Invisibility (cf. ‘the view-less wings’) is in this connection,
ontologically true; for original freedom (i.e. form in the making), though
essentially a felt value, is endlessly from-transcending, radically and
vitally inobjective, invisible. Yet from the very core of
infinity (cf. the last three lines) visible form–which is its permanent
cause–arises objectively clear, still instinct with infinity, in all its power
and glory.”
Shelley,
a poet whose genius and temperament were so different from Keats’, revealed
similar insight into the nature of ultimate spiritual reality, in four
memorable instances: In the Ode to the West Wind, it is discovered and
expressed above all as freedom; in the poem To a Skylark as perpetual
novelty; in the Epipsychidion as Oneness, and in the quietness of the
forest near Pisa as self-enshrined eternity.” His real poetic thought is not to
be found in the political and social views inspiring Prometheus Unbound or
in the Notes to Queen Mab or in the literary history of the philosophy
of love to be found in Epipsyehidion, but in the recurrent insights
enshrined in these and other poems.
In
fact, it may be said not only of Shelley but of poets in general that their
‘poetic thought’ or ‘poetical insight into self-activity, is quite distinct
from their more systematic thought or philosophy of life.
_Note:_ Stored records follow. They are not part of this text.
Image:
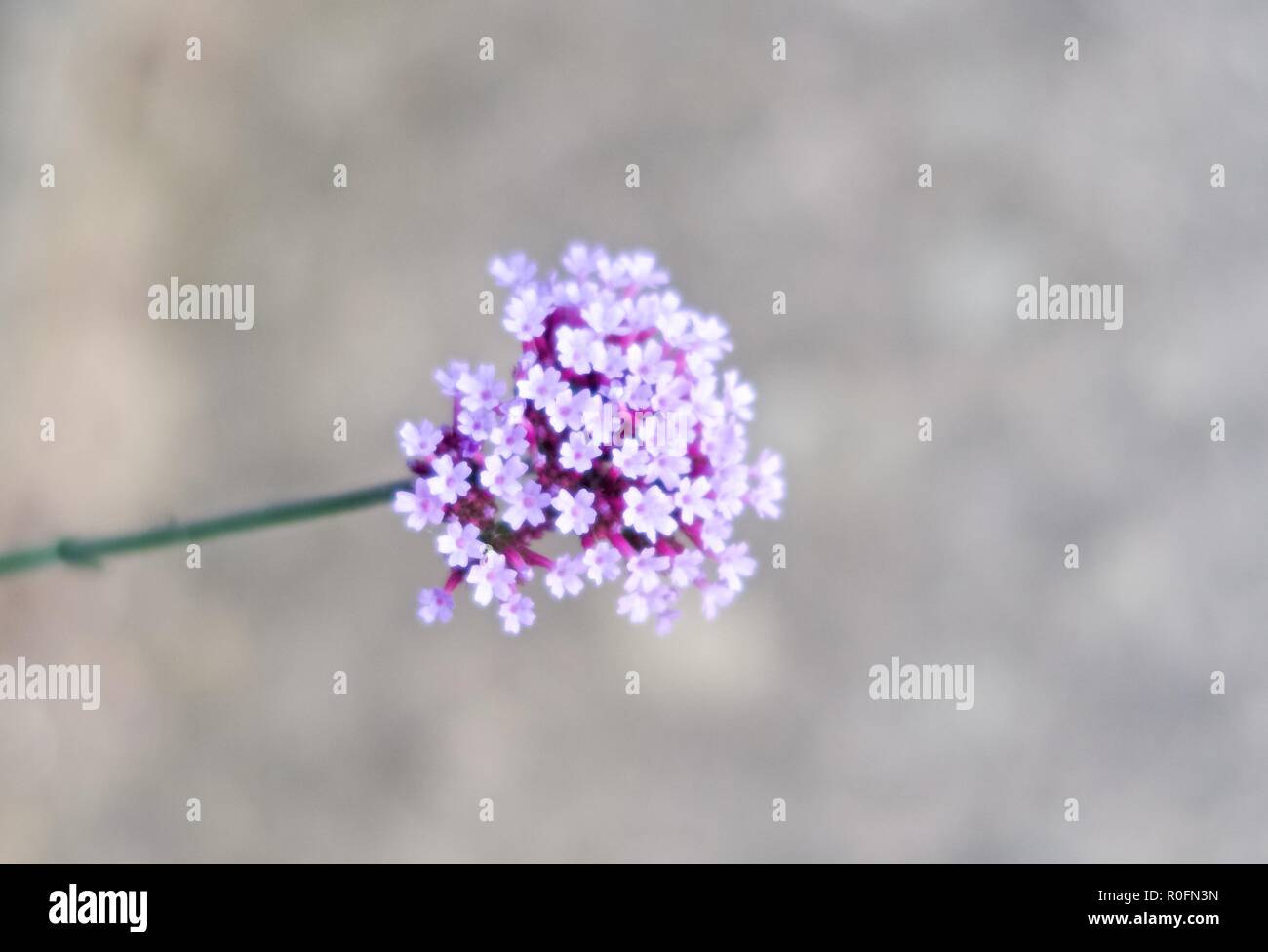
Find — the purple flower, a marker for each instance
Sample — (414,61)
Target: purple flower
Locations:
(419,507)
(620,421)
(460,544)
(565,576)
(501,477)
(603,563)
(514,270)
(493,578)
(650,511)
(516,613)
(541,385)
(529,506)
(693,499)
(525,314)
(435,605)
(481,390)
(577,454)
(575,512)
(418,440)
(449,482)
While their more
deliberate thought is under the control of the will, poetic thought is
subservient to no external authority. Hence it is that the poet who consciously
sets out to preach fails as a rule to write poetry.
Wherein,
then, lies the moral value of art? If poetry cannot be used as a handmaid of
conventional and utilitarian morality, neither can it be regarded as morally
‘useless’ as the ‘aesthetes’ perversely asserted. It has indeed a supreme moral
function. This function is, “to vindicate that which is human and more than
human, essential and universal, because of its intimate and profoundly original
character,” and further, “to contrast and supersede conventional values and to
overcome all forms of social and political group-solidarity and their blind
spirit of exclusion and egoism, and to rebel against the excess of organisation
which kills the heart of man and life itself.” Milton, whose stern puritanical
ideals of character are so antipathetic to many moderns, knew what he was
talking about when he said that “a poet who would write well hereafter in
laudable things...must himself be a great poem”. For, as Leon Vivante
eloquently observes, “hate, cruelty, presumption, arrogance have never made
good poetry, and that is a test of their being or not being rooted in the very
depth of the spiritual essence. Freedom must perpetually merge in its eternity;
love must be felt as a reality on principio, this is to say, in its intrinsic;
omni-original character; self-realisation must be at one and the same
time a self-transcending principle; or else they have no practical (or
poetical) value. They must be felt as not only belonging to men
in general, not only to man essentially or universally beyond any barrier, but
to life itself, even to being itself to its destiny, whatever it may be.”